The seat post, which is crucial to the rigidity of the folding mechanism, has an OD of 34.0mm. The individual seat tubes prior to completion will receive a seat post of 33.9mm, but, because of the frame construction, the two parts of the seat tube are reamed in a single operation so that there is no lip, with a resultant slight loss of material, and a 34.0mm OD seat post became the factory standard.

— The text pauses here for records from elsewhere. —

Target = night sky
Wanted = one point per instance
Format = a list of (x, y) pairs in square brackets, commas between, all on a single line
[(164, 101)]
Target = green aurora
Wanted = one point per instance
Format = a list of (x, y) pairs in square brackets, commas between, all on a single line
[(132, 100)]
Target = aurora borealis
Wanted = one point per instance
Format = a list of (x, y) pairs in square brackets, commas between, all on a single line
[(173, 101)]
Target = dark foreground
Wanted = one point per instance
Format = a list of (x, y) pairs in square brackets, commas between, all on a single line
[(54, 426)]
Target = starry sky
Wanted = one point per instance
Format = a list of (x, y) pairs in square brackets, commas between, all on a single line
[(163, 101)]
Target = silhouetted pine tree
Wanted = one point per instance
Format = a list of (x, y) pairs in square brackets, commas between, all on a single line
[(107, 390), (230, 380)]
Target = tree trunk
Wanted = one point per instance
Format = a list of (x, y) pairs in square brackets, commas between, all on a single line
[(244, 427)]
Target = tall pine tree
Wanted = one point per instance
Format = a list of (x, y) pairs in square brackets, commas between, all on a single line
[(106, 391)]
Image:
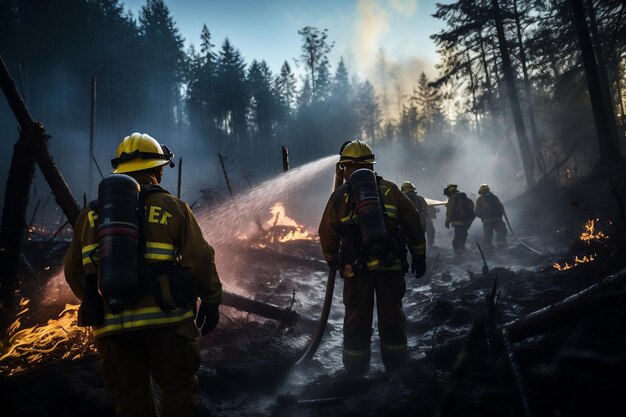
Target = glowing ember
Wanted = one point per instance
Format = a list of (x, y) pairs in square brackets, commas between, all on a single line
[(577, 261), (279, 218), (590, 233), (295, 235), (58, 339), (280, 221)]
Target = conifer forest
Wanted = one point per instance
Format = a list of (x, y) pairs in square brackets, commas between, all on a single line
[(526, 101)]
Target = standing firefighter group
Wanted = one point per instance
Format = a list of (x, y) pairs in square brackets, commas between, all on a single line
[(368, 226), (149, 286)]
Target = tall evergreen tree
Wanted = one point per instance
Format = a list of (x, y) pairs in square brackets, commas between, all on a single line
[(263, 104), (286, 92), (201, 86), (369, 114), (315, 50), (231, 92), (163, 61)]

In practice, a 33.9mm OD seat post, as found on the Brompton and Tern, will often work, and Xootr offered a Cane Creek Thudbuster seat post for the Swift that had an OD of 33.9mm.

The Swift Folder is normally fitted with "20 inch" wheels. The standard ISO 5775 wheel size is 406mm (traditionally known as 20x1 to 20x2.125), the same size used on most BMX bicycles. A wide variety of wheels and tires are available in this size.

The Swift Folder is also designed to work with 20 inch 451mm wheels. The linear pull brakes that come standard with the Swift will not work with 451s. The frame is designed to work with Caliper brakes with the larger wheels.
The wheelbase is 40.5 in

==Reviews==
Reviews of the Swift have generally been positive. The Swift has been praised for its responsive, comfortable ride, its stiff frame, its light weight, its low step-through height, and its use of standard as opposed to proprietary parts for the components. This includes the wheels, tires, handlebars, seat, shifter, brakes, chainring and cogset, all of which can easily be replaced. Reviews usually call out the large folded size and cumbersome folded shape as a disadvantage. It is sometimes also pointed out that the Swift doesn't stand when folded. There was some disagreement as to whether its price was high for the range, though commentary on that point tended to be muted as the price for the Xootr Swift was generally in line with mass market folding bikes.

Given the generally positive reviews and the competitive price, it is likely that the large folded size was the sticky point for many buyers, as many more bicycles with higher pricetags and smaller sizes have been sold.